Наконец, слева от Дуротана скакал Оргрим – Молот Рока, лучший друг Дуротана. Они дружили с тех пор, как научились ходить; юные орки часто устраивали всевозможные соревнования и поединки, которые всегда заканчивались не ссорой, а смехом. Мать Оргрима утверждала, что ее маленькому воину так не терпелось начать сражаться, что он ударом головы отбросил руку повитухи, когда явился в этот мир, и Духи отметили его синяком в виде красноватого пятна на коричневой коже головы. Оргриму нравилась эта история, и поэтому он всегда брил макушку, даже зимой, что большинство Северных Волков считало глупым. Эти четверо часто ездили таким строем, и ощущали каждое движение друг друга так же хорошо, как биение собственных сердец.
Во время погони за копытнями Дуротан бросил взгляд на Гарада. Его отец ухмыльнулся и кивнул. Клан голодал уже некоторое время; сегодня ночью они устроят пир. Гейя, сжимая длинными ногами бока своего волка, натянула тетиву лука и ждала сигнала мужа.
Гарад поднял свое копье, Удар Грома, покрытое резными рунами и украшенное кожаными полосками и зарубками двух разных видов.

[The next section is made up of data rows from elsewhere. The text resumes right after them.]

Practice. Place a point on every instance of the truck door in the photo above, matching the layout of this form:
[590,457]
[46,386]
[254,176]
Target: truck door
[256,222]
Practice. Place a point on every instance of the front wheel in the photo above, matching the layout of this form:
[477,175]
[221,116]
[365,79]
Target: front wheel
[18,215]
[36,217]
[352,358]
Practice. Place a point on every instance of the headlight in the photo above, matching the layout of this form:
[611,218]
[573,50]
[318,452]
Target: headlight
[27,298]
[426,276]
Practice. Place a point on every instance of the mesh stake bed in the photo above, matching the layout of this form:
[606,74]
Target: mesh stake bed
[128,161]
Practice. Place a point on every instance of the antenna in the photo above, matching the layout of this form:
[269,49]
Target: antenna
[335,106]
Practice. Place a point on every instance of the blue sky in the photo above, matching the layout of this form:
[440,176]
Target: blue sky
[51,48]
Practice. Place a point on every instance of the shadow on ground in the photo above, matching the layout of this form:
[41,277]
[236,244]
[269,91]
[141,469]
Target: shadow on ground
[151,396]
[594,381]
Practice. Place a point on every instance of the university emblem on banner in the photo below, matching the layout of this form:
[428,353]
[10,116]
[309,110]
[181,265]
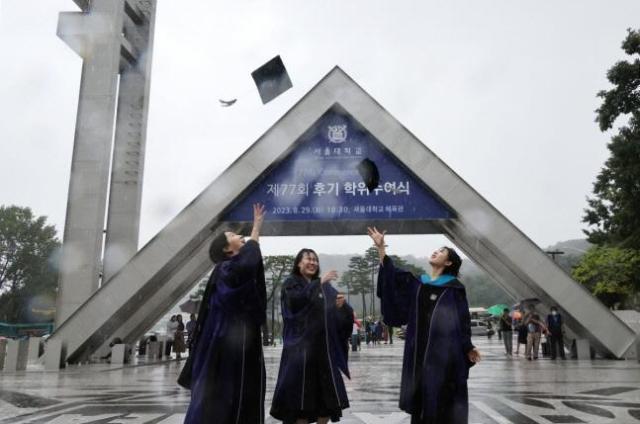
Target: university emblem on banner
[337,133]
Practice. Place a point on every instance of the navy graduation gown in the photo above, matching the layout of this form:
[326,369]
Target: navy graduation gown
[316,335]
[438,337]
[225,370]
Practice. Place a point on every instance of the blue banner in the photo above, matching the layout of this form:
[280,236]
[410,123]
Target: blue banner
[319,180]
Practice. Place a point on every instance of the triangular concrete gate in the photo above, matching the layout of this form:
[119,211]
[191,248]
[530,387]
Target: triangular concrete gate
[166,268]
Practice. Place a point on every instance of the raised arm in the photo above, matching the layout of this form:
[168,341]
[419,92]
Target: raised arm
[378,240]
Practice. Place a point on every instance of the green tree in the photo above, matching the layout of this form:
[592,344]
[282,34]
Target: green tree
[276,269]
[28,272]
[612,213]
[373,264]
[612,274]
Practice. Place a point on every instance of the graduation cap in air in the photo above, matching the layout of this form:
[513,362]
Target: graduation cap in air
[271,79]
[369,173]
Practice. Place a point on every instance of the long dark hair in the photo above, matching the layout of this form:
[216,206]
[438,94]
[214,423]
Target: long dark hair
[456,262]
[296,270]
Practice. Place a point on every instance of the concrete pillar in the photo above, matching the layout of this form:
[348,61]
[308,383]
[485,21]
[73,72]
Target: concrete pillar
[123,219]
[97,37]
[3,352]
[119,354]
[583,349]
[54,355]
[34,349]
[16,358]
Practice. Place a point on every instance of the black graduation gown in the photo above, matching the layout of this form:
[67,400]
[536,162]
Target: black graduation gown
[225,370]
[438,337]
[316,335]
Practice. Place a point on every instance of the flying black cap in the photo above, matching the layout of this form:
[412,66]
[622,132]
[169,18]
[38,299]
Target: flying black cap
[271,79]
[369,173]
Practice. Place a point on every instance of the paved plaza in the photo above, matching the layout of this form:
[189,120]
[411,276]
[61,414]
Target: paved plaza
[502,390]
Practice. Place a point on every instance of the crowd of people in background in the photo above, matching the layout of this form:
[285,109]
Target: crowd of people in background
[372,332]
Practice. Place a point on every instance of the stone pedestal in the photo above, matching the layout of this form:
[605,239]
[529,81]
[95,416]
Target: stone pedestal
[54,355]
[120,354]
[16,358]
[154,351]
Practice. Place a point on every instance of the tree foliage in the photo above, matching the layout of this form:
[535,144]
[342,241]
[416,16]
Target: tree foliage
[612,274]
[28,274]
[612,213]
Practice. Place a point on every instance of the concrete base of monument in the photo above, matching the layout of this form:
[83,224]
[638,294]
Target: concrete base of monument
[502,389]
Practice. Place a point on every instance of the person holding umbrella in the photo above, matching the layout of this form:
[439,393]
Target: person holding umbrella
[438,350]
[506,329]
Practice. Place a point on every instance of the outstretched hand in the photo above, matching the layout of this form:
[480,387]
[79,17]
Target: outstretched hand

Горизонтальная черта означала жизнь животного, вертикальная – орка. Удар Грома был усеян как вертикальными, так и горизонтальными отметинами, но вертикальных было немало. Каждая зарубка появлялась, как было известно Дуротану, когда враг хорошо сражался и умер легко. Таков был обычай Северных Волков.
Вождь орков прицелился копьем в одного из копытней. Слова было трудно расслышать за громким топотом, поэтому Гарад оглядел других Северных Волков, поднявших свое оружие и выбравших намеченную цель.

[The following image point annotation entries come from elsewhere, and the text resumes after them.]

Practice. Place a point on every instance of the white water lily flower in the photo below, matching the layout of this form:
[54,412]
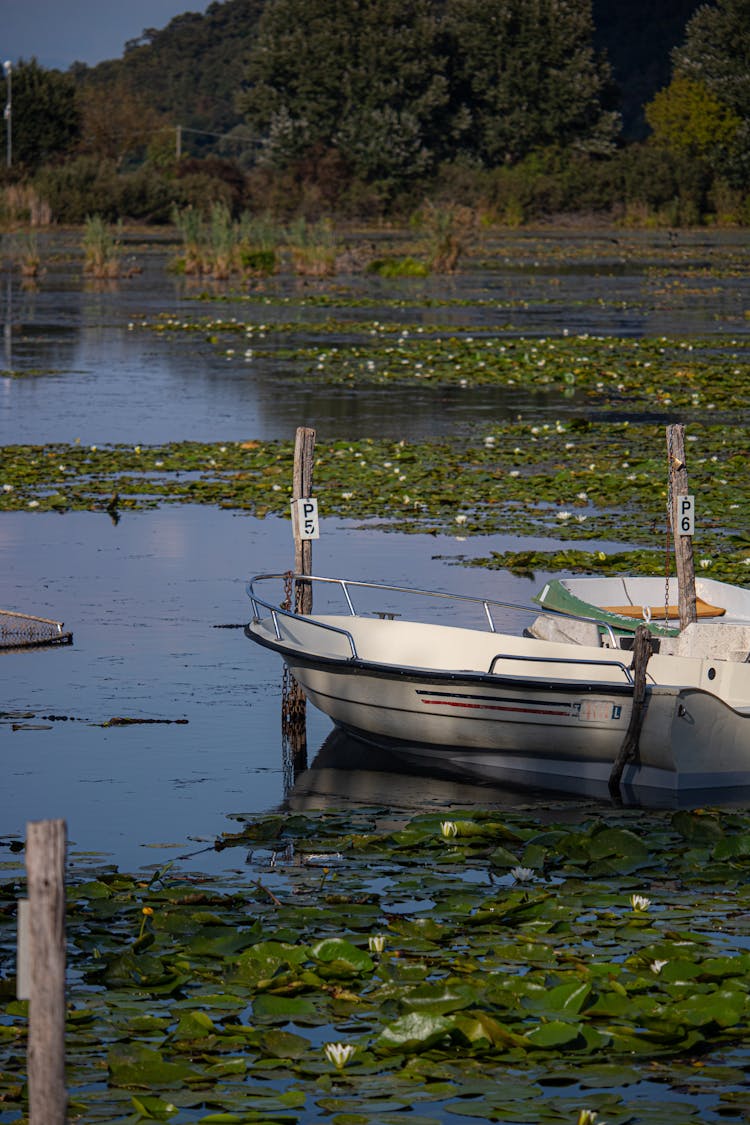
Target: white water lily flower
[339,1053]
[589,1117]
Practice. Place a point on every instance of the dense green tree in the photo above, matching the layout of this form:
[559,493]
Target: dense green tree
[45,115]
[688,117]
[716,54]
[118,125]
[360,77]
[525,75]
[189,71]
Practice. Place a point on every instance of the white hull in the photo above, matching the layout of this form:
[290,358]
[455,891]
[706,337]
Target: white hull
[503,708]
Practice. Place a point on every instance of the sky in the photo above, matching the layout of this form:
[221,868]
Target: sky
[59,33]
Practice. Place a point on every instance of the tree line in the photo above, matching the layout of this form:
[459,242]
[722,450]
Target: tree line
[366,107]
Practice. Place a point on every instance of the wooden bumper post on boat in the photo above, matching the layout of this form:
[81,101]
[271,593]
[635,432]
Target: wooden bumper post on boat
[629,749]
[684,560]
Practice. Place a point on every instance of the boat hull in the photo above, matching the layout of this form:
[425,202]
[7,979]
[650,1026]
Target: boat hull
[532,736]
[500,708]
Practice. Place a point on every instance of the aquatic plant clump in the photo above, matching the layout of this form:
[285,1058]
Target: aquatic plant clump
[525,970]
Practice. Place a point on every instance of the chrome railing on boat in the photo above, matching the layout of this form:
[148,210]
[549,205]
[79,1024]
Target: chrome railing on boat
[345,584]
[560,659]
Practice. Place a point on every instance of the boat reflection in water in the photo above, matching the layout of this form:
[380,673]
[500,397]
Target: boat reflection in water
[349,772]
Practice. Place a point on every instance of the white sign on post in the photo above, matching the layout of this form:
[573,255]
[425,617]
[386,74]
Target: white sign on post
[305,518]
[685,506]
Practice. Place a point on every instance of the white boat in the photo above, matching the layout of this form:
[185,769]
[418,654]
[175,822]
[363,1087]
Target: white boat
[626,602]
[482,703]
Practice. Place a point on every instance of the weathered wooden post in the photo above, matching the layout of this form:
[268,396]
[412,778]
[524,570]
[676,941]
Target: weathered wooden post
[45,869]
[629,749]
[301,488]
[681,516]
[294,727]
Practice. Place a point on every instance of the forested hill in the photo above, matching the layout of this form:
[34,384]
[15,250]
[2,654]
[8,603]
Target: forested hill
[638,37]
[191,70]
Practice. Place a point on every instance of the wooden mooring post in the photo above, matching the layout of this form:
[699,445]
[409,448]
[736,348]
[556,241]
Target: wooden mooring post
[294,725]
[45,960]
[680,515]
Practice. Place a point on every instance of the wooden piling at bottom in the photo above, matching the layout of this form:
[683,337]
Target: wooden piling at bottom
[45,869]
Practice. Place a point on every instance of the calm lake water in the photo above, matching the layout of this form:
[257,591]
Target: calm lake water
[144,597]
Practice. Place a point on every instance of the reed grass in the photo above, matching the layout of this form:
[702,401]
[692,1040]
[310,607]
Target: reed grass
[101,248]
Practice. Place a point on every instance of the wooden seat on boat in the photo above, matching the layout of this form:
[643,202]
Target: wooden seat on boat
[657,612]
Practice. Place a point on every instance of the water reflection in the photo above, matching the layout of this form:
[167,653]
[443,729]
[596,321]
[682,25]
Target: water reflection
[345,772]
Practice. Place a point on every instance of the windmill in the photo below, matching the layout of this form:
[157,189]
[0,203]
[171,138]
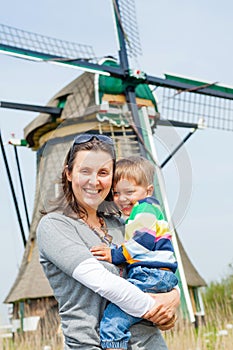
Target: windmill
[132,79]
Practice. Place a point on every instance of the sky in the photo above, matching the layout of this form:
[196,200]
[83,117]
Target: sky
[191,38]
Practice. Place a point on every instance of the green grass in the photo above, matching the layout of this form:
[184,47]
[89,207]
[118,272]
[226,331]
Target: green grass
[216,333]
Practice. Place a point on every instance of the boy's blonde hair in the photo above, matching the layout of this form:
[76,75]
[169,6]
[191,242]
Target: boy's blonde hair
[136,168]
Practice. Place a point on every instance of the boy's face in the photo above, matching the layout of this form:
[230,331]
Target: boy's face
[127,193]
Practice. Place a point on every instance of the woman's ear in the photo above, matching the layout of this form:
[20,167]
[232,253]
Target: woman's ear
[68,173]
[150,190]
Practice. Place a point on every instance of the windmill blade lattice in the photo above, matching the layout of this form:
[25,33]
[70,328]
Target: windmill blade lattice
[192,108]
[130,28]
[16,40]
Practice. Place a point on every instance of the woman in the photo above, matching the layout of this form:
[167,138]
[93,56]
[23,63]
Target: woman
[82,285]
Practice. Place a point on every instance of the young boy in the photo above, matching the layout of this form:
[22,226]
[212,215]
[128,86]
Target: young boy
[147,249]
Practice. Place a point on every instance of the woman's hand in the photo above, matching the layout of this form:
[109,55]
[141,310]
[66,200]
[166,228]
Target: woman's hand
[164,309]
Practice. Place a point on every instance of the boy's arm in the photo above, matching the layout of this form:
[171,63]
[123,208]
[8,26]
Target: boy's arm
[112,255]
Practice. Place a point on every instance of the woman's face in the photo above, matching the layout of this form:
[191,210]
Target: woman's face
[91,177]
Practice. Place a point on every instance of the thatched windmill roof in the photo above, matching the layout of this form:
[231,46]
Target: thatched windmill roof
[52,137]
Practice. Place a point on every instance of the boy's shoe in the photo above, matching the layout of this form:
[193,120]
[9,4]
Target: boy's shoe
[170,324]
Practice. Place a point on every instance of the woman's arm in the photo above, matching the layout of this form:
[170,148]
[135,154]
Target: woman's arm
[60,244]
[165,307]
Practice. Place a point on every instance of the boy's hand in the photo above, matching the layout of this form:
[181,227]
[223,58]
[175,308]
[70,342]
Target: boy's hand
[102,252]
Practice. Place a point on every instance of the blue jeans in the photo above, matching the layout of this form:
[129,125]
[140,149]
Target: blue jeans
[115,324]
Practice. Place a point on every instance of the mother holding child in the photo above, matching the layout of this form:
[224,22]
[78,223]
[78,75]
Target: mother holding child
[86,260]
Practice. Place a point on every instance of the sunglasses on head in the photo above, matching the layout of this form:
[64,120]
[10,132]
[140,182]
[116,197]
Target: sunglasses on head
[83,138]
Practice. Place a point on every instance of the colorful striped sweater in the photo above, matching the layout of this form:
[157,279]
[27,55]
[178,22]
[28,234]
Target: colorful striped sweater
[147,238]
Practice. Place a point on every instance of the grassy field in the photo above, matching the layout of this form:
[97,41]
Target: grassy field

Стадо на бегу сбилось в плотную толпу, и это обещало сохранение жизни тем, кто оказался в центре, если только они не споткнутся. Выбранная в качестве мишени самка слегка оторвалась от группы. Ее живот не был раздут плодом; ни один Северный Волк не стал бы убивать беременную самку копытня, ведь их число уменьшалось с каждой все более суровой зимой. Также не стали бы охотники убивать больше, чем могут унести с собой в селение у Хребта Ледяного Огня или скормить своим ездовым волкам в благодарность за их помощь в охоте.
– Пускай дикие волки сами добывают себе ужин, – однажды сказал Гарад, почесывая Льда за ушами. – Мы, Северные Волки, позаботимся о своих друзьях.

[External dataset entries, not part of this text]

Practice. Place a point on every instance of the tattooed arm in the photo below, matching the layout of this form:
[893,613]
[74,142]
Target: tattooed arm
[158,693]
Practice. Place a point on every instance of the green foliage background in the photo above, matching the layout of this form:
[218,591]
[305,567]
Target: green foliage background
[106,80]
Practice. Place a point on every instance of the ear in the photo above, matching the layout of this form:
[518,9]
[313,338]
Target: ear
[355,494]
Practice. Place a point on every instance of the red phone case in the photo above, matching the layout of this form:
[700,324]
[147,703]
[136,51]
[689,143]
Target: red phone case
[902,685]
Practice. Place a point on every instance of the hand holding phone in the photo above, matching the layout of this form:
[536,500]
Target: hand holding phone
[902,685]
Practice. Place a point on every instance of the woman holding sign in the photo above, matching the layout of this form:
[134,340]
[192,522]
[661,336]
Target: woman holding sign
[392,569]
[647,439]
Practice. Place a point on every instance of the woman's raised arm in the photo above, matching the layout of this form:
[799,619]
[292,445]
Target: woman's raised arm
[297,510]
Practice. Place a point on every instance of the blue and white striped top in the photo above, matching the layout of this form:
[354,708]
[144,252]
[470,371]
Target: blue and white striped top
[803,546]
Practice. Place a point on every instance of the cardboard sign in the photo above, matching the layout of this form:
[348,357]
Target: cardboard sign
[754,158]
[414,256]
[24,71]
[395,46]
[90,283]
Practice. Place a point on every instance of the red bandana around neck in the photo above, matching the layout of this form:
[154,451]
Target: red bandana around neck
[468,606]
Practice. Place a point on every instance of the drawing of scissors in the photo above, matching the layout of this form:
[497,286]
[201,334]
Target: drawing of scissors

Так было не всегда. Гарад рассказывал Дуротану, что в его молодости клан жертвовал по крайней мере одно, а иногда и несколько животных на подношение Духам в знак благодарности. Животные оставались лежать там, где упали, становясь добычей диких зверей и хищных ворон. Такая напрасная трата мяса нечасто случалась во времена Дуротана – пища была слишком драгоценной для подобной расточительности.
Гарад подался вперед. Лед знал, что это команда к атаке, он нагнул голову и прыгнул.
– Поспеши! – этот шутливый приказ отдал Оргрим, чей волк, Кусака, пронесся мимо Дуротана подобно стреле, выпущенной из лука. Дуротан что‑то съязвил в адрес друга, и Острозуб, которому тоже хотелось есть, прыгнул вперед.
Волна волков и всадников захлестнула несчастную самку. Если бы она была хоть на несколько шагов ближе к стаду, другие звери могли бы защитить ее, но хотя она жалобно замычала, стадо лишь понеслось быстрее. Вожак стада бросил ее, он слишком стремился увести остальных подальше от наводящих ужас орков, чтобы больше никто из стада не погиб. Копытни не были тупыми, и самка очень быстро поняла, что эту схватку она должна выиграть – или проиграть – своими силами.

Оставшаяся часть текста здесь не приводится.